Many of the drugs used in the operating room are available in multiple use containers. Preservatives are added to the drugs, so after a portion is removed steriley with a needle and syringe, the remainder of the drug can be used safely until the expiration date on the bottle. When I began practice over twenty-five years ago, each individual physician maintained his own separate drug box where that doctor alone had access to the drugs. In this manner it was assured sterile technique was maintained, and aliquots of the drugs could be used on multiple patients until the containers were empty or their shelf life expired. The system was simple, cost effective, and in our hospital no documented case of patient injury was reported.

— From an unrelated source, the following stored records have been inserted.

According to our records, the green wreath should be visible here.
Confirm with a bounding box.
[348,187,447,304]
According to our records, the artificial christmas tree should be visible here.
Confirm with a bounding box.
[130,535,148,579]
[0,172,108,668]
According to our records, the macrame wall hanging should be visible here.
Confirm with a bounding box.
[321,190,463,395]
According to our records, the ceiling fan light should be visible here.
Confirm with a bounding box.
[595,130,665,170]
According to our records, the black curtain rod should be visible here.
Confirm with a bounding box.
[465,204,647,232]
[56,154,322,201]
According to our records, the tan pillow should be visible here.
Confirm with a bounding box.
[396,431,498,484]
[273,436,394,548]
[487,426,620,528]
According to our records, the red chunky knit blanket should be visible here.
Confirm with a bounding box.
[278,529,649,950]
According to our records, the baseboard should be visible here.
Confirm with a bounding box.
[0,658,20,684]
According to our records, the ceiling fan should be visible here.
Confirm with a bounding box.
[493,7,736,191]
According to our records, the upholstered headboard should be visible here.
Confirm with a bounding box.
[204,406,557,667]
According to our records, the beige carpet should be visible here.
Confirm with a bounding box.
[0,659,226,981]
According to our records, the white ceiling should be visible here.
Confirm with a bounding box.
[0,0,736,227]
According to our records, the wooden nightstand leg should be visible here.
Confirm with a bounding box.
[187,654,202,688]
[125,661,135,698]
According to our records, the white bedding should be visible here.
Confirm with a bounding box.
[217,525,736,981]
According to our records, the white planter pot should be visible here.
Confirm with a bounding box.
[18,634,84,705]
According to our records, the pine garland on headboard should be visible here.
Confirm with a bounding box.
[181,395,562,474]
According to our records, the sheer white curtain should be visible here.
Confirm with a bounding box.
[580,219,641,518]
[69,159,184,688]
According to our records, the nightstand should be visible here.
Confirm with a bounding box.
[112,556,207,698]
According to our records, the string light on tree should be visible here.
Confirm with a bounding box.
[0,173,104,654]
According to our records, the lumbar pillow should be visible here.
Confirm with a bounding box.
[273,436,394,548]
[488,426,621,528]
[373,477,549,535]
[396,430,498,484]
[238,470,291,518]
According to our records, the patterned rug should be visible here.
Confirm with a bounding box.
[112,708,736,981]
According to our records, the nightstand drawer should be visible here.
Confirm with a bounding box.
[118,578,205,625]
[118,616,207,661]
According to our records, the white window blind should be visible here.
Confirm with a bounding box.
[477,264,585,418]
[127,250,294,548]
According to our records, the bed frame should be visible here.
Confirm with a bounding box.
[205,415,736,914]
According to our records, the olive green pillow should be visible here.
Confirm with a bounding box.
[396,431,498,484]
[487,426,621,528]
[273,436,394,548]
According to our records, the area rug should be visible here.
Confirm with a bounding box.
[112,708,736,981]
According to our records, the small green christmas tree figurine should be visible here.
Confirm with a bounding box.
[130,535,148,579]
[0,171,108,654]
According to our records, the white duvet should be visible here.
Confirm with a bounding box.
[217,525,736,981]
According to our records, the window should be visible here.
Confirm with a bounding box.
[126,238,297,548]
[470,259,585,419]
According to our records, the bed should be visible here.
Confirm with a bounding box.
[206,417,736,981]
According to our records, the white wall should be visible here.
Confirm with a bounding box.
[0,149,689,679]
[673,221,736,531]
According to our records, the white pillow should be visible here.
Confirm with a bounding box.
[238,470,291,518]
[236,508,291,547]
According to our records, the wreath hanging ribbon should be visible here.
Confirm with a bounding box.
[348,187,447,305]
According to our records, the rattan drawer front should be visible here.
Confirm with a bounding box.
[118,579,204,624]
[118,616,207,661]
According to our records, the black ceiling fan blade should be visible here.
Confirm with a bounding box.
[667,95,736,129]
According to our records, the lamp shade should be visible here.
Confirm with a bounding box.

This worked well until the State of California and its legions of hospital inspectors, most of whom have not cared for a patient in a very long time, determined individual drug boxes were a safety hazard. In one of their surprise inspections, they descended upon the hospital and proclaimed this to be a serious breach that threatened patient safety and the ability of the hospital to function. The anesthesiologists involved were assumed to be irresponsible, as if they smeared feces on the drug containers before dispensing it to their patients. Keep in mind, at that time the anesthesia department was first rate, and in a national survey rated as one of the best in the entire country.

The solution was simple – get rid of the individual drug boxes and throw away all unused drugs at the end of each day. Even if absolute sterile technique was employed as had been in the past, there was no argument or logic which could dissuade the inspectors. Failure to adhere to these guidelines would result in heavy fines and probationary status for the hospital. As a result every year our group of physicians discards thousands of dollars worth of perfectly good drugs, which could be used safely in surgery. The bureaucrats have made the pharmaceutical companies all too happy to sell the hospital more drugs to replace the ones which are flushed down the toilet everyday.

The following is a specific example which demonstrates how government agencies accentuate cost overruns and create problems which do not exist: Spinal anesthesia is used often for total joint replacement surgery and cesarean sections. Preservative free preparations of narcotics such as morphine can be added to the spinal anesthetic to give the patient pain relief up to 24 hours after surgery. A typical dose is 0.2 milliliters added to the local anesthetic used for the spinal. The narcotic is packaged in a glass ampule which contains 2 milliliters – enough for ten doses, all of which can be steriley removed from the ampule with individual syringes designated for specific patients.

It is not that simple. Agencies which inspect hospitals do not allow narcotics to be withdrawn from one container and used on multiple patients even if accurately documented. So with every spinal anesthetic, the physician uses 0.2 milliliters of drug and wastes 1.8 milliliters.

Just this week our group of physicians received a notice from the hospital: There is a shortage of preservative free morphine for spinal anesthesia. I wonder why?